Combating expiring benefits will make people pay more attention to politics, said Lee Drutman, a political scientist and senior fellow at New America. Drutman accused Democrats of calling monthly cash payments a “tax credit” or a “tax cut” instead of a bonus or child allowance because taxes are confusing and people generally think of tax cuts as a Republican thing.

However, if the tax credit becomes a political struggle and Democrats present themselves as those who want to save credit – even though they are the ones who set the deadline – then they would have a winning question.

“People value things they already have more than things they don’t,” Drutman said.

Senator John Thune (RS.D.) said he did not know if Democrats were really capable of such a budget-electoral move. “They haven’t done much here that would look like they’re very organized or aware of what they’re doing,” Thune said.

It did not ensure that Democrats could intimidate Republicans to support the continuation of child tax relief. After all, last month, Democrats barely garnered 10 Republican Senate votes for a measure that would allow the federal government to pay its bills, even if default could lead to a financial crisis.

Perhaps that’s why Democrats included a virtual backup plan in the latest Build Back Better draft. The extension of the total loan from $ 2,000 to $ 3,600 per year per child with a pre-monthly distribution expires after one year – but “full repayments” would be permanent under the law. This means low-income parents could still receive flat-rate checks worth $ 2,000 per child after they file their taxes, even if Congress would allow advances and an additional $ 1,600 to disappear.

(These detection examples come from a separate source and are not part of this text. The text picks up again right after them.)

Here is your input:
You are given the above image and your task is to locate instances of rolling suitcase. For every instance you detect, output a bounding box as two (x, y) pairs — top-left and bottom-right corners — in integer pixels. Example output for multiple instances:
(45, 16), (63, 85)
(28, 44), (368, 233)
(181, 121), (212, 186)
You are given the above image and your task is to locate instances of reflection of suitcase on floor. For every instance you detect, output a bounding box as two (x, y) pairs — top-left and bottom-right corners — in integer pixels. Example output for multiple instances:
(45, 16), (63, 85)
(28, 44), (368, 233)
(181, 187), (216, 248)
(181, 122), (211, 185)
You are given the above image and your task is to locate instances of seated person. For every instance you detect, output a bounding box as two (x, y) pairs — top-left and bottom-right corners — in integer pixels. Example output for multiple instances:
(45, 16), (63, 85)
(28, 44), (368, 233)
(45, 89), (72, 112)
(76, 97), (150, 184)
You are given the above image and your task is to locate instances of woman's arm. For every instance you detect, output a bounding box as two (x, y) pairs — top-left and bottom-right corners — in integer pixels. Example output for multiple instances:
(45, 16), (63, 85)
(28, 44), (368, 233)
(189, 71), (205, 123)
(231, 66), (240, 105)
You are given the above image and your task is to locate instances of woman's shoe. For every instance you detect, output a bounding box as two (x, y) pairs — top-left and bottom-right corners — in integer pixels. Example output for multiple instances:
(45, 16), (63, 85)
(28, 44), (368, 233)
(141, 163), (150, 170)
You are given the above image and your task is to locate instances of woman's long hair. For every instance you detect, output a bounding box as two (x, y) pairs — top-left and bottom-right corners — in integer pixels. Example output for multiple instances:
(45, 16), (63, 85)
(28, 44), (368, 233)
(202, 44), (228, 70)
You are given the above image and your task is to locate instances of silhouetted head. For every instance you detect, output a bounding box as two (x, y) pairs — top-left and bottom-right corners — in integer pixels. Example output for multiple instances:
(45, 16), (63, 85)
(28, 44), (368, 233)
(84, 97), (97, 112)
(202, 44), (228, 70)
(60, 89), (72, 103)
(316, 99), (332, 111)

Maintaining full reimbursement alone would in itself reduce child poverty by 19% annually, according to an analysis by the Jain Family Institute. Full refunds and extra money reduce poverty by 40%.

Senator Mitt Romney (R-Utah), who proposed his version of the child allowance last year, described the one-year extension as “a trick not really suitable for families wondering about their future.” However, he suggested that the Congress of Families not let it hang.

“Families with children will be helped, no doubt about it,” Romney said.